Investors increased their bets on the Fed raising interest rates before the end of the year. What does it mean for the gold market?

Hard times came for gold bulls. The price of gold (London P.M. Fix) fell 4.6 percent from $1,313 to $1,253 over the week. And we do not have good news. Yesterday, gold prices went south again, as the market odds of at least one Fed hike through December increased from 65.1 percent before the weekend to above 70 percent yesterday. The chances of two hikes increased to almost 7 percent. Hence, gold prices are now under downward pressure amid intense speculation that the Fed will raise interest rates in December.
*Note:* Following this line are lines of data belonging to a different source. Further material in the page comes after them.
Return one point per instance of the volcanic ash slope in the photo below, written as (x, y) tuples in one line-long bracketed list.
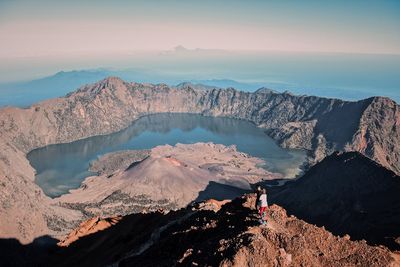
[(170, 177)]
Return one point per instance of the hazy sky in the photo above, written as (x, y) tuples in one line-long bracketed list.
[(51, 27)]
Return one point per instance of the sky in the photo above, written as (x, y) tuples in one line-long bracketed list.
[(61, 28)]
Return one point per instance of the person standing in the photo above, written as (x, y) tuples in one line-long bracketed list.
[(258, 194), (263, 207)]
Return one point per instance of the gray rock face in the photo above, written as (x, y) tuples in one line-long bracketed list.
[(321, 125)]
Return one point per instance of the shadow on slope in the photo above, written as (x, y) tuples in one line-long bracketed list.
[(13, 253), (348, 194)]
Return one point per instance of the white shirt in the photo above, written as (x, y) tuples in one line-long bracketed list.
[(263, 200)]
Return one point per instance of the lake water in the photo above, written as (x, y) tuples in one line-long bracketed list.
[(63, 167)]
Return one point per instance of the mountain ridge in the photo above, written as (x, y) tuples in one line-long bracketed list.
[(319, 125)]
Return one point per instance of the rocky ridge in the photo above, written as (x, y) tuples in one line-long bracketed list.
[(230, 235), (347, 193), (321, 125)]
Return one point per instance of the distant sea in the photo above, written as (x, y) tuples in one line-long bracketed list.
[(336, 75)]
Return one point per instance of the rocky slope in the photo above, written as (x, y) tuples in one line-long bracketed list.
[(348, 194), (321, 125), (169, 177), (227, 236)]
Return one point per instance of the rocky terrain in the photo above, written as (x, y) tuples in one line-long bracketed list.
[(167, 177), (211, 234), (348, 194), (320, 125), (111, 162)]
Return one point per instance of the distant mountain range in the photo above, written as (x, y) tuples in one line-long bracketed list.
[(23, 94)]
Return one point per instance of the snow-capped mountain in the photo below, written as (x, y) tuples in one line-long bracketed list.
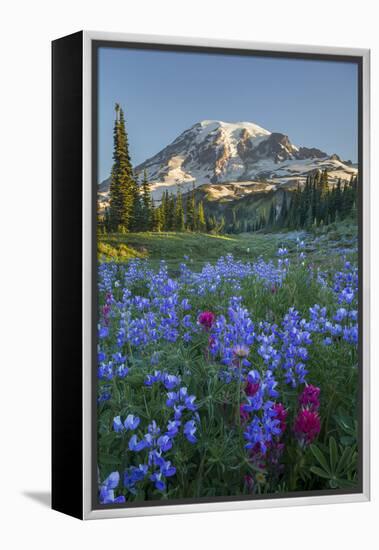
[(235, 155)]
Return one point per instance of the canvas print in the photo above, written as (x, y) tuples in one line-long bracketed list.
[(228, 362)]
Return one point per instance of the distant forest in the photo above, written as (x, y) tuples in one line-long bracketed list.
[(132, 208)]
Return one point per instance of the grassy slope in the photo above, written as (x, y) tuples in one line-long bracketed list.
[(322, 244)]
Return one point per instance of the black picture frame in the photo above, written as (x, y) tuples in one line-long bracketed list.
[(70, 433)]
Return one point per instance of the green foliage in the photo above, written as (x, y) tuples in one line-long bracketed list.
[(336, 463)]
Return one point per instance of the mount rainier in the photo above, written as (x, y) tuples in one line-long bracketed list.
[(232, 160)]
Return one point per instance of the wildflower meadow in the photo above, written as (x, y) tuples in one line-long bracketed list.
[(230, 374)]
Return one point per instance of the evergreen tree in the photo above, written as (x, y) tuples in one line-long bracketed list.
[(157, 218), (122, 187), (201, 225), (282, 220), (179, 213), (146, 203), (190, 211)]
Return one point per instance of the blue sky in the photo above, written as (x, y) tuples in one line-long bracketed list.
[(164, 93)]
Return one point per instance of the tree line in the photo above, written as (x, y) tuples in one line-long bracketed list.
[(314, 204)]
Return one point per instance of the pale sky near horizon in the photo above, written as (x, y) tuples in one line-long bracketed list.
[(163, 93)]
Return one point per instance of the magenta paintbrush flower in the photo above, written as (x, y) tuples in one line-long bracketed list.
[(307, 426), (309, 397)]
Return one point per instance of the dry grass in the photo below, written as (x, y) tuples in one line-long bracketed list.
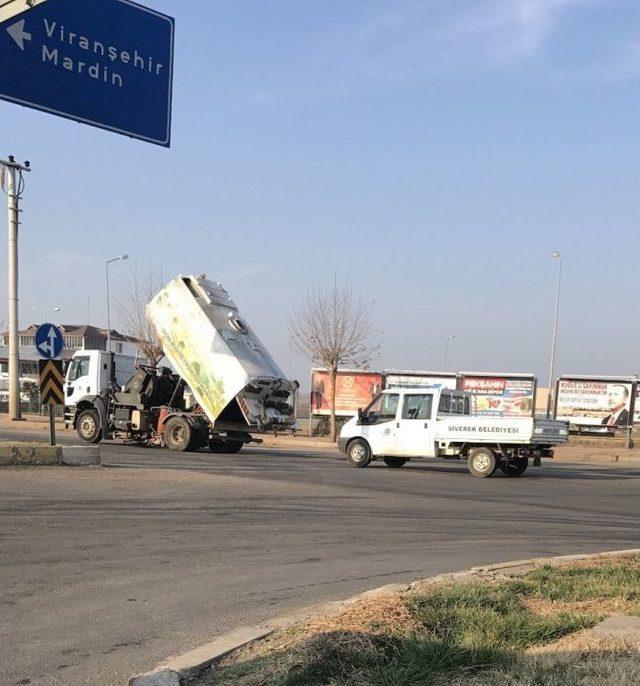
[(386, 613), (523, 631)]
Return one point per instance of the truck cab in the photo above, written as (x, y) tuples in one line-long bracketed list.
[(88, 375)]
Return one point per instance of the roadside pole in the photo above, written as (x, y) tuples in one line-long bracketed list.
[(556, 255), (10, 167), (52, 425)]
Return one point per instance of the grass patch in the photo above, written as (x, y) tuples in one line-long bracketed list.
[(580, 583), (465, 634)]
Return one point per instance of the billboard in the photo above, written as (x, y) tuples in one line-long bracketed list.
[(393, 379), (594, 401), (501, 395), (354, 389)]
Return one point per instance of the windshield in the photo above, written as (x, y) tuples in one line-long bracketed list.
[(383, 408), (79, 367)]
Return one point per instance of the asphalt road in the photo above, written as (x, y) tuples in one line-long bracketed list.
[(106, 571)]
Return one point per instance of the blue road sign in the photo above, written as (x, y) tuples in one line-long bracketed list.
[(108, 63), (49, 341)]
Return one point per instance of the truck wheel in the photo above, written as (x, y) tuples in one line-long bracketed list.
[(359, 453), (88, 426), (481, 462), (395, 462), (515, 467), (177, 434), (225, 446)]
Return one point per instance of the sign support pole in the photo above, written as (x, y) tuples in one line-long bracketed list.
[(13, 194), (52, 425)]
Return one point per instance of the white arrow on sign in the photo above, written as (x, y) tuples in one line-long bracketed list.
[(19, 35), (51, 345)]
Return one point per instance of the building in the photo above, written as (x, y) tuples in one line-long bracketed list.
[(76, 337)]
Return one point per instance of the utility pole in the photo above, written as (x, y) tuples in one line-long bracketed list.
[(13, 170), (120, 258), (446, 350), (552, 363)]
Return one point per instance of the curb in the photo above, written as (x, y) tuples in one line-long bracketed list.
[(29, 454), (20, 454), (175, 670)]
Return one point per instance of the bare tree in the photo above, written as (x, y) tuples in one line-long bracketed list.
[(140, 289), (333, 328)]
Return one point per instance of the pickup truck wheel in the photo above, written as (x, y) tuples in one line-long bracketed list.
[(481, 462), (395, 462), (88, 426), (177, 434), (515, 467), (359, 453)]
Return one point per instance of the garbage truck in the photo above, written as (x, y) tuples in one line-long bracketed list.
[(223, 387)]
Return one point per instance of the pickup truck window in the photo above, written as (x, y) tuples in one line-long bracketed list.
[(383, 408), (417, 406), (454, 404), (78, 367)]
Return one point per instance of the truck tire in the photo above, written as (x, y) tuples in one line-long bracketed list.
[(395, 462), (515, 467), (482, 462), (359, 453), (178, 434), (225, 446), (88, 426)]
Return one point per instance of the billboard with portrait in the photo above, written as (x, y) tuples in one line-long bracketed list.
[(354, 389), (594, 401), (501, 395)]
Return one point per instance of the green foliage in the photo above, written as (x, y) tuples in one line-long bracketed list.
[(470, 634)]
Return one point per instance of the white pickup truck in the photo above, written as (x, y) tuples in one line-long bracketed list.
[(402, 424)]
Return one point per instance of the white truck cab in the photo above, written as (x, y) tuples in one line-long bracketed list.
[(403, 424), (88, 374)]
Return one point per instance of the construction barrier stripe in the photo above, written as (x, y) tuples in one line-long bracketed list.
[(51, 380)]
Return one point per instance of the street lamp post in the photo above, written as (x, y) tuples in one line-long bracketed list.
[(552, 362), (120, 258), (446, 349)]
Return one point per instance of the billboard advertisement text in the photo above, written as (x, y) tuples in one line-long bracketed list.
[(353, 390), (418, 380), (591, 402), (501, 396)]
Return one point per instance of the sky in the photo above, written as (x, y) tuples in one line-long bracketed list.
[(431, 154)]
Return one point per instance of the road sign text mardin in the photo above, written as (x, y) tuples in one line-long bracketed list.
[(94, 70), (107, 63)]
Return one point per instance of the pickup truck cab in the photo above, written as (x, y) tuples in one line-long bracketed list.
[(404, 424)]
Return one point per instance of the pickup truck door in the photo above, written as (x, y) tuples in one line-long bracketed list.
[(415, 426), (380, 430)]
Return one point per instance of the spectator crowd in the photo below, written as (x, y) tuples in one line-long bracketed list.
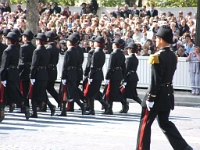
[(130, 24)]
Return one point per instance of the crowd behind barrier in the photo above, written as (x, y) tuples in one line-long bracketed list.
[(129, 23)]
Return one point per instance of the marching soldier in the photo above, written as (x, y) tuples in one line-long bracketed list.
[(95, 76), (131, 77), (159, 99), (115, 74), (39, 74), (69, 75), (10, 74), (26, 53), (79, 72), (52, 66)]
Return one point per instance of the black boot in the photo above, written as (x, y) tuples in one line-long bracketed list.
[(12, 107), (138, 100), (1, 114), (52, 108), (25, 109), (34, 108), (105, 104), (110, 111), (91, 111), (63, 112)]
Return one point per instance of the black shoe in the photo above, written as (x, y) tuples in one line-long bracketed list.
[(63, 114), (53, 110), (188, 147), (34, 115), (26, 112), (12, 107), (90, 112), (1, 114), (83, 108)]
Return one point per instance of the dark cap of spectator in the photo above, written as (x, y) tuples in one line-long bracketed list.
[(99, 39), (165, 33), (6, 31), (73, 39), (12, 35), (132, 45), (41, 36), (28, 33)]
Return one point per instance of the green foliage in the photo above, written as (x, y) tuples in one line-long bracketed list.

Now, the key question is which way gold will go? Are we in a short correction within a bull market or will a bear market resume? Well, you will find technical analysis in our Gold & Silver Trading Alerts. In Gold News Monitor, we focus on fundamental aspects of the precious metals market. And, you know, it’s a bit funny, but we have a replay from last year, when the probability of a Fed rate hike also started to rise in October. Actually, it skyrocketed from about 25 percent in mid-October to about 70 percent in early November. We guess that we do not need to remind you that it was not a great period for gold prices. As one can see in the chart below, the price of gold declined about $100 then.

The price of gold

Therefore, we can see further drops in the gold market. A lot depends on the message of the September Fed minutes which will be released today. However, the U.S. central bank seems to be really determined to hike in December. Indeed, regional Fed presidents have been talking about rate hikes the last two weeks , while the U.S. central bank reduced its balance sheet by $286 billion since the last FOMC meeting in September. As a reminder, the Fed cut the excess reserves in the banking system before the December 2015 in order to support the rise in interest rates. Thus, such a move is a hint of the Fed’s plans regarding the tightening of monetary policy.

The take-home message is that the market odds of a Fed hike rose again and stand now at about 70 percent. Although the room for further increases is limited, the hawkish September Fed minutes may send gold prices deeper south. The rise in probability of a December hike is a replay from last year, when market odds skyrocketed in the second half of October, pushing the price of gold lower. This year, that dynamic is weaker, however, we now have a much more overbought market. Hence, although the long-term fundamental factors for the gold market remain generally positive, we may see the continuation of the correction in the short term, especially as investment sentiment has not yet reached extremely bearish levels.